An approach to in-place data transformation in mongodb

Posted: 04 February, 2019 Category: code Tagged: data-wranglingmongodbsoftware engineering

Recently I had to write a script to upgrade one of our database schemas while also making updates to the actual data in the database.

Approach

1 - Iterate over the collection

Basically, I went with cursors, because 1) I didn't want to use toArray() and hold everything in memory locally in a giant array, and 2) at the moment I wasn't dealing with anything fancy like shards and replica sets... in other words, no unstable master potential. So:

high level process

In my actual implementation I went with a method that encapsulates all the messy little data transformation steps. So my loop was one level down: I grab the cursor and basically hand it over to my migration function to handle iterating over the documents, and wait for it to finish. Makes the high-level workflow more readable. But to simplify this blog post, let's forget all that and focus on the fact that for each document, some magical perform data transforms action occurs.

2 - Trace business rules and reqirements to specific data transforms

During the migration there were a bunch of very small pieces of business logic that needed to be executed. Most of these were transition requirements, but not all. Regardless of the type of requirement they represented, I realized that each piece of business logic implied a tiny change to the data. That gave me the idea to make this mapping more explicit, and just have each rule/requirement spit out its own small fragment of data that was relevant to it and only it:

const transformDocument = (doc) => {
  // updateDelta 1:= determine delta based on business rule / requirement #1
  // updateDelta 2:= determine delta based on business rule / requirement #2
  // updateDelta 3:= determine delta based on business rule / requirement #3
  ...
  // updateDelta N:= determine delta based on business rule / requirement #N
}

Tracing business rules to transforms

Aside: It bears mentioning that in real life, precedence may well matter and you should pay attention to ordering. To migitate interference between the business rules, I extracted any/all deleterious actions to a final stage in my migration pipeline. In other words, always break down requirements such that additive transforms go first, followed by deleterious transforms ideally at the very end).

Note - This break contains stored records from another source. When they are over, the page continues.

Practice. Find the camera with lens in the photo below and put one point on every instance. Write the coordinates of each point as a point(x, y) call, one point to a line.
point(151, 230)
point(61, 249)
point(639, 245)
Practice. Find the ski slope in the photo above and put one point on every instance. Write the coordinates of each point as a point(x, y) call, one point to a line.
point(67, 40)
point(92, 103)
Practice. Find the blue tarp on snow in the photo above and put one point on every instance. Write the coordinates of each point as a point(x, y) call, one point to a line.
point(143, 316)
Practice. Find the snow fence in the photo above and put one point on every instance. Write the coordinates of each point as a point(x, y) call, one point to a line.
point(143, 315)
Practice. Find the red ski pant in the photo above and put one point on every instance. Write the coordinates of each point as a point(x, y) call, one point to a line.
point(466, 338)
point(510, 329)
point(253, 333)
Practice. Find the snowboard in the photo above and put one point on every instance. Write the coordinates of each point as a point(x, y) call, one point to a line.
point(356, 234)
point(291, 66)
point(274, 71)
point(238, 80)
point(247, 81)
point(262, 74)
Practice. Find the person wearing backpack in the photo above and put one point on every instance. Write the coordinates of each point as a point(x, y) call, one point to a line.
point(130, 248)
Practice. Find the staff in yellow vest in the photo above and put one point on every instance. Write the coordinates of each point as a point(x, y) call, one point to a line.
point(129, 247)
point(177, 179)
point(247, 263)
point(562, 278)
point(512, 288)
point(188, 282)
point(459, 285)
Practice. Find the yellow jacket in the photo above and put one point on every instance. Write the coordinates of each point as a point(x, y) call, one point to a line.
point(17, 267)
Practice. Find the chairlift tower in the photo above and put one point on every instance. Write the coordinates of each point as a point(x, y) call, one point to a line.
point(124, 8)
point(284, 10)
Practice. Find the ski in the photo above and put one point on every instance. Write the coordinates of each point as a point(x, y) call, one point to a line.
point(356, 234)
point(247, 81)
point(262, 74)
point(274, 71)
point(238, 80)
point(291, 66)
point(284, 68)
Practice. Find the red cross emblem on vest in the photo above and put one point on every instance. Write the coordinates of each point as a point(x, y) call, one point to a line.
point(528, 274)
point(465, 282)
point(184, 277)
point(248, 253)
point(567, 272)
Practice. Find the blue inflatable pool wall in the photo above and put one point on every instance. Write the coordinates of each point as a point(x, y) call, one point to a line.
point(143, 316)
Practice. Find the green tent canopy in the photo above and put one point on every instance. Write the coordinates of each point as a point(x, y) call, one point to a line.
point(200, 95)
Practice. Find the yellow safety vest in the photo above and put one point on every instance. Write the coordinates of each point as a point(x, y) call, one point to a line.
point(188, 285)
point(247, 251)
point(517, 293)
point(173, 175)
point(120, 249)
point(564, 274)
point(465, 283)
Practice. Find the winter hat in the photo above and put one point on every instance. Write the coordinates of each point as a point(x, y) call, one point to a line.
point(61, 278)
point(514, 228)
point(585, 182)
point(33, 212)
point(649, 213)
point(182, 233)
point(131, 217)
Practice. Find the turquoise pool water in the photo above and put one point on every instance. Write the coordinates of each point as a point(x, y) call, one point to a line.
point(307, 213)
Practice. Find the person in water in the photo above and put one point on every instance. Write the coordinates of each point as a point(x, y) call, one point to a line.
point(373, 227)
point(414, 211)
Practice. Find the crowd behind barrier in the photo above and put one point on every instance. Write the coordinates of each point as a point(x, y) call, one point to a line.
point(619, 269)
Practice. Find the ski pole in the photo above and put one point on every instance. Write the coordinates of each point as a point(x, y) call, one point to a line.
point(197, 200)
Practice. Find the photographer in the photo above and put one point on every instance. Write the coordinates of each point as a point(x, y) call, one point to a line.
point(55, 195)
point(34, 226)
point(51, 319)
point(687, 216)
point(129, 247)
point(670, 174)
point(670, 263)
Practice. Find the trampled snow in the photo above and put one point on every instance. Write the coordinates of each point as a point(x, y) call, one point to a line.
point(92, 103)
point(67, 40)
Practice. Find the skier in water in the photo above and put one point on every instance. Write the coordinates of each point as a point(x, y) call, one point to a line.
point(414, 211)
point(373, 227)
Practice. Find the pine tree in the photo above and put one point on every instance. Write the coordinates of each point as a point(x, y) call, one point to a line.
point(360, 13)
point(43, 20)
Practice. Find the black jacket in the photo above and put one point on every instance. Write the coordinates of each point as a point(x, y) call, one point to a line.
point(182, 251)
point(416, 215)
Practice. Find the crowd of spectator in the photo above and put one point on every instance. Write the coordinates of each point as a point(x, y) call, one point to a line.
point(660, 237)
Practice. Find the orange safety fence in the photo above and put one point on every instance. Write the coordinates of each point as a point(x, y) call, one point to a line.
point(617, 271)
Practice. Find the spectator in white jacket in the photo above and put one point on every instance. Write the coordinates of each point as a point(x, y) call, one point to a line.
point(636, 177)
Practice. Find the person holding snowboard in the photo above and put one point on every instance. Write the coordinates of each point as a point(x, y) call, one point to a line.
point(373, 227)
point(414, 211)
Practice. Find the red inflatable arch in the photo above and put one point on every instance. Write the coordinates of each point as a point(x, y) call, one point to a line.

3 - Reduce the necessary transforms into a single aggregate transform

At the end, a straightforward Object.Assign() allows you to aggregate all the changes needed to update or migrate the current document to the desired new state.

reducing the deltas

Aside: In my case, since I had delegated my cursor iteration to a function that would handle calling the actual transformer, I had an array of promises to wait on. Promise.all to the rescue! The resulting array is easily .reduce()'d. I admit it seems silly to have gone to the trouble of using cursors and then still having an array which would, worst case, be the same length as the original query resultset. I console myself with the fact that this would still be a considerable memory saving because:

  • not every document will pass the criteria of each business rule in the transformer, so the length of the resulting array will be a lot less
  • we are not storing every field in each document, since we are concerned with small additive changes.

Results

So far this has worked well and has proven to be a fairly robust approach to safely changing data in-place. I think it is good for small patches to data. Secondly, separating the business logic from the database management logic is a clean separation of concerns and allows the utilities at the database layer to be reusable for other data-wrangling tasks.

Tips

  • Always backup first
  • Always pay attention to the interaction between business rules and the transforms they will incur
  • Save deleterious actions till last
  • Extra safety points: "Abort Mission" on any transforms whenever anything smells wrong: if your code iterates to a doc that seems iffy, leave it the hell alone and just truck on to the next thing you're sure about modifying. A human can always wade in later.

Other things to be cognizant of: mongoshell is not the nodejs mongoclient, which in turn is most certainl NOT mongoose,the ORM whose inescapable gravity well you've probably fallen into. (So much for schemaless databases).